Because we're so goddamned cute. Because we fight the good fight. Because at least one of us flosses on a regular basis. And because we are kind to children and small animals. Not large animals, however, we find them smelly, unpleasant, and altogether lacking in decorum.

Tiny Strips of Heart Tissue is an amalgamation of screwball musicians who have banded together with a sole mission, which is utter domination of the human race—er, I mean, to make a little music and have a good time doing it. Founded somewhere between 1953 and 2025 by songwriter and ringleader Mike Jung, the group has performed across the entire Sunset district of San Francisco, winning fans one by one and consuming a virtuosic amount of beverages, both hot and cold. Fresh off the release of its debut CD, Tiny Strips of Heart Tissue, the group is primed to explode into the colossal, egomaniacal, self-destructive nightmare that is the destiny of any legendary band.

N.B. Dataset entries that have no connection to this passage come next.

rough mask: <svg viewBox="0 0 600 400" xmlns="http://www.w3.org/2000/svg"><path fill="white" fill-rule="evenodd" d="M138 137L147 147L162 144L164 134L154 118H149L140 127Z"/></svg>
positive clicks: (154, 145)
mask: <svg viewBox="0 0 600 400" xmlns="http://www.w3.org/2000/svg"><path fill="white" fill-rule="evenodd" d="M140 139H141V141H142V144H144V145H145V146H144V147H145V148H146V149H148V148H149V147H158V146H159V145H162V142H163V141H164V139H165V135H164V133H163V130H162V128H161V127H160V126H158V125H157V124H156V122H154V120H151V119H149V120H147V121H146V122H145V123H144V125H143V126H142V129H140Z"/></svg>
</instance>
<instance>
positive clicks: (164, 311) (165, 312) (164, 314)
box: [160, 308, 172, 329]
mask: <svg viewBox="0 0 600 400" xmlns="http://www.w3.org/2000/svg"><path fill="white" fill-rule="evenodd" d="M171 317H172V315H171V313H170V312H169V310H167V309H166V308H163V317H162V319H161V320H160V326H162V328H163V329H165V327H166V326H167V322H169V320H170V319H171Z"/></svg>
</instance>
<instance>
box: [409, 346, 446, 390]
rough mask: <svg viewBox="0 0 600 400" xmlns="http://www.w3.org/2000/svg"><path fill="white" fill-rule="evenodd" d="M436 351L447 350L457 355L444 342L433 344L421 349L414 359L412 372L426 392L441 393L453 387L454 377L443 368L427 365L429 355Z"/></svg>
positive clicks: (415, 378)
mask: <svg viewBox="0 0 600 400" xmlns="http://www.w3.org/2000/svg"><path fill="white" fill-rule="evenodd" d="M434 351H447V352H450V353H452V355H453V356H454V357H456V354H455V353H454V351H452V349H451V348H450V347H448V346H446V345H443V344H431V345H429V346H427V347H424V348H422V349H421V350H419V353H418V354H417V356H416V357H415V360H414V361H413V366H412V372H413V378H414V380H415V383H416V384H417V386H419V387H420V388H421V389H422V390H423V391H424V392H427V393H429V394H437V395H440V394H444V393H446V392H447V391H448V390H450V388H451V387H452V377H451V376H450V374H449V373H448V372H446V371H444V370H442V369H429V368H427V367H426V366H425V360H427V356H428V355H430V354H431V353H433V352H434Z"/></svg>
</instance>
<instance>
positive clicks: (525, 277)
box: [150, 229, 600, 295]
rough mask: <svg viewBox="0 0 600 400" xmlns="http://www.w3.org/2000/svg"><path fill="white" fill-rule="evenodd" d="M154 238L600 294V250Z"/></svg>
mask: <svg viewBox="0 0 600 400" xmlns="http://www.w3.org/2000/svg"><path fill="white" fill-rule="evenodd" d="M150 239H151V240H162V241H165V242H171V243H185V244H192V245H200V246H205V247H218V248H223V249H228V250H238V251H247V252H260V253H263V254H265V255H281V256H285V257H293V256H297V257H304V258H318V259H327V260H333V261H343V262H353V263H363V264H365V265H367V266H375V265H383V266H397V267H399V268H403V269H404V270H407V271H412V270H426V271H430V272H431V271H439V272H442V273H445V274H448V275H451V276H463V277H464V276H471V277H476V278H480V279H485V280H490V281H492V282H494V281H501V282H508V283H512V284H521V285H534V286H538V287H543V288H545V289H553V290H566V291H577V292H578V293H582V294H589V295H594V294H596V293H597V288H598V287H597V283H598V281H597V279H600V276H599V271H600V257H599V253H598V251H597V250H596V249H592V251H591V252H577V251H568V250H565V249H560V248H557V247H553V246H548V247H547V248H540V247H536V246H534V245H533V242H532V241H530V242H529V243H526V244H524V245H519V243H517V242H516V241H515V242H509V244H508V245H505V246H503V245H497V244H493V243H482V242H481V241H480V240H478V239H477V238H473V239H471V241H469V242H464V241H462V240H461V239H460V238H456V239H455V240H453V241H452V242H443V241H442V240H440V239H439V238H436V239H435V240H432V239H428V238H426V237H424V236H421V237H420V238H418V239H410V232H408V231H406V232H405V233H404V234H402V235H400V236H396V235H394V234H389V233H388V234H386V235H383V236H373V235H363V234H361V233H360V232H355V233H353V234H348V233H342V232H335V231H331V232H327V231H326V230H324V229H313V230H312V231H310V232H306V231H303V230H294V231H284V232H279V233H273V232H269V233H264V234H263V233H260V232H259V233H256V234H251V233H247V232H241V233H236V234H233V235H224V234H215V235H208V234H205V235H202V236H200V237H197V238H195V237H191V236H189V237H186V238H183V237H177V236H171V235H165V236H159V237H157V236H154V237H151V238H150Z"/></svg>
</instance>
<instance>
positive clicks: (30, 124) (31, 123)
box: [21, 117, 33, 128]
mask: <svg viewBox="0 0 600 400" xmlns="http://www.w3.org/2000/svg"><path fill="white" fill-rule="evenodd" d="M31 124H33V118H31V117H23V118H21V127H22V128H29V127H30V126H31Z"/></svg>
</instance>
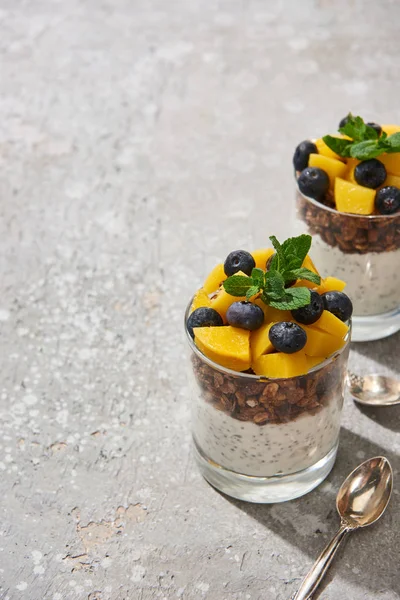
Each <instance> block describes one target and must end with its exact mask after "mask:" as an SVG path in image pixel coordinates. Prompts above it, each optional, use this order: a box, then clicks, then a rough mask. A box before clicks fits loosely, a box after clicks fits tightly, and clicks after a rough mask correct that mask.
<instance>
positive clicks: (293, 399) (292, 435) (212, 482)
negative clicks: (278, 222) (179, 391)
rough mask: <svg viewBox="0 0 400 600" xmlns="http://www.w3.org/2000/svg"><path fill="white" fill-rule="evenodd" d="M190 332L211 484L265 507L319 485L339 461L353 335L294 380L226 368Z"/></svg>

Songwriter, lead vocalist, ukuleleist—ukeleler—ukulele player and rhythm guitarist Mike Jung does not speak French. He speaks Spanish at something like 15% fluency, which is really not all that impressive. He is possibly too emotionally attached to his cat, reads baseball scores with a fearsome zeal, enjoys the fatty but wild flavor of smoked duck sausages from the Berkeley Bowl meat counter, can do as many as seven pushups all in a row, and once yearned to write children's books but instead wound up writing snarky acoustic pop music.
   
  Lead guitarist and backing vocalist Michael Mood is a devoted fan of the San Francisco Giants. He once lived in a house in the Castro that had a tree in the front yard, but the tree was savagely cut down, and the world has suffered for its loss ever since. A brutally competitive softball player, he's been known to spike other local musicians who play second base for the opposing team. He swears by all that's holy that Jesus actually did attend a party at his house, or at least someone who kinda looked like Jesus.
   
  Multi-instrumental whiz Rob Bayne mainly plays a single unamplified snare drum for Tiny Strips of Heart Tissue. While some drummers might feel disenfranchised by this state of affairs, he continues to exude a dynamic and powerful aura despite the miniscule nature of his percussion kit. Rob also plays the bass (electric and standup), guitar (left-handed), hammered dulcimer, washboard tie, cheese grater, talking drum, and once performed an entire set with a popsicle stick. His harmonies have been known to make grown men break out in tears, which has led to some uncomfortable moments.
   
  Harmonica ace Jared Karol did not actually drink the beer shown with him in this picture, which is fortunate since it is clearly not a real beer. An accomplished fingerstyle guitarist, Jared shows a real flair for silly and nonsensical band names that serves him well as a member of Tiny Strips of Heart Tissue. Among his other pursuits is his continuing mission to defy, disavow and disrespect the presidency of George W. Bush, a mission that he shares with the rest of the band. His website can be seen at www.jaredkarol.com.
   
  There can be no doubt, bassist Gavin Jones is clearly the tallest member of Tiny Strips of Heart Tissue. His height, estimated to be nearly eleven feet, has not hampered him in his quest to become the World's Greatest Living Sound Engineer and God-Emperor of Planet Earth. There are many houseplants in the control room of his recording studio at Duvateen Records, resulting in an abundance of fresh oxygen and relaxed, happy demeanors for his recording clients without resorting to the use of psychotropic drugs.